PB-002 - Route Complex Task To Specialist Pod
- Create or select a
work-packet.
- Validate Definition of Ready.
- Run
agent-route-and-prove.
- Confirm selected owner, sidecars, gates, and policy version.
- Track evidence until the work can move to review or done.
- Confirm scenario has passing capability exercises.
- Run
RB-MCP-001.
- Review schemas, auth scope, redaction, rate limits, and audit.
- Enable read-only tool binding.
- Monitor early tool runs and keep emergency disable ready.
PB-004 - Recover Failed Scenario Run
- Classify failure by scenario and affected business object.

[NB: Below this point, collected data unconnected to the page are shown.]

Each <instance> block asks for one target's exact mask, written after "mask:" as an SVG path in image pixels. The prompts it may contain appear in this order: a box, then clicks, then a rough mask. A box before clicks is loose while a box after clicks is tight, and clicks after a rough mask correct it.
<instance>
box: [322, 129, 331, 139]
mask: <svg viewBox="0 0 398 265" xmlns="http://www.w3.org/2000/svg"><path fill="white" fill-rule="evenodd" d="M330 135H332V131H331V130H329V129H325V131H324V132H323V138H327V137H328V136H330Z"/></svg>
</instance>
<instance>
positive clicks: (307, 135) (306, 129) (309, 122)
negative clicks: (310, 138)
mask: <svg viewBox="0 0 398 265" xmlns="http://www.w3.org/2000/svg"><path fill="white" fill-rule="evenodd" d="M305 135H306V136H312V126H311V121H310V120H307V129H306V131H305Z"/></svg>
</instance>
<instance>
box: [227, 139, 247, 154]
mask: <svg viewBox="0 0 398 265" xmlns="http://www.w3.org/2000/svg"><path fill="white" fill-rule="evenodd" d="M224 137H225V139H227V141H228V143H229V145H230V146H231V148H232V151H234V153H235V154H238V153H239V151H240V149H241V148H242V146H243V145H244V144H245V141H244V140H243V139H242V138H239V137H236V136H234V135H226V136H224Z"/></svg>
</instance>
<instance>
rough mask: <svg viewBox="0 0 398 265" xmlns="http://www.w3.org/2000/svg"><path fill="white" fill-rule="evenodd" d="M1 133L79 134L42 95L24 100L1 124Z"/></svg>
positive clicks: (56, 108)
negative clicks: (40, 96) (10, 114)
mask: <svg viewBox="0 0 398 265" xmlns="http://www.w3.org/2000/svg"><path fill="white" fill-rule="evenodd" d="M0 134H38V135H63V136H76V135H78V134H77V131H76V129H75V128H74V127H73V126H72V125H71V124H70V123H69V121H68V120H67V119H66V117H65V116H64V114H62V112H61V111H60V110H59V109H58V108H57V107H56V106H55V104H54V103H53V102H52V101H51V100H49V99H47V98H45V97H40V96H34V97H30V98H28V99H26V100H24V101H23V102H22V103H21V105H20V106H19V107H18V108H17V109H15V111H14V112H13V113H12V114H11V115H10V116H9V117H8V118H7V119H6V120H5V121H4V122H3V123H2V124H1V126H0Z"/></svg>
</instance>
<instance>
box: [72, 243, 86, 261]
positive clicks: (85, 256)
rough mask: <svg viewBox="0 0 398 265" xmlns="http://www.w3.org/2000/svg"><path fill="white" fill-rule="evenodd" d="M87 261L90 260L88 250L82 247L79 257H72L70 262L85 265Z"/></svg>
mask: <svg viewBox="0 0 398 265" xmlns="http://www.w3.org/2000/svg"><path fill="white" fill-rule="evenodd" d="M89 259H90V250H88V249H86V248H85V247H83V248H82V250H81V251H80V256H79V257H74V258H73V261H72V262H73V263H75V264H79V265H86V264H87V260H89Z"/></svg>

- Select matching runbook.
- Execute safe automated remediation.
- Re-run capability exercise.
- Attach evidence and create learning signal if repeated.
Automation Events
| Event |
Typical handler |
knowledge_source.landed |
Start knowledge-drop. |
ingest_job.completed |
Assemble evidence and optionally run semantic-constellation. |
scenario.run.failed |
Select runbook by scenario and affected capability. |
capability_exercise.failed |
Run RB-CAP-001. |
tool_offering.schema_ready |
Start promotion review. |
mcp.tool_execution.failed |
Evaluate emergency disable. |
work_item.transition_requested |
Check evidence gates. |
evidence.requirement.satisfied |
Allow transition or promotion. |
Implementation Direction
Add these contracts when the prototype grows beyond read models:
RunbookDefinition
RunbookExecution
PlaybookDefinition
IncidentSignal
RemediationAction
CompensationStep
ReadinessPosture
ToolPromotionDecision
These should be scenario-owned application use cases in middle-core, with provider actions behind ports.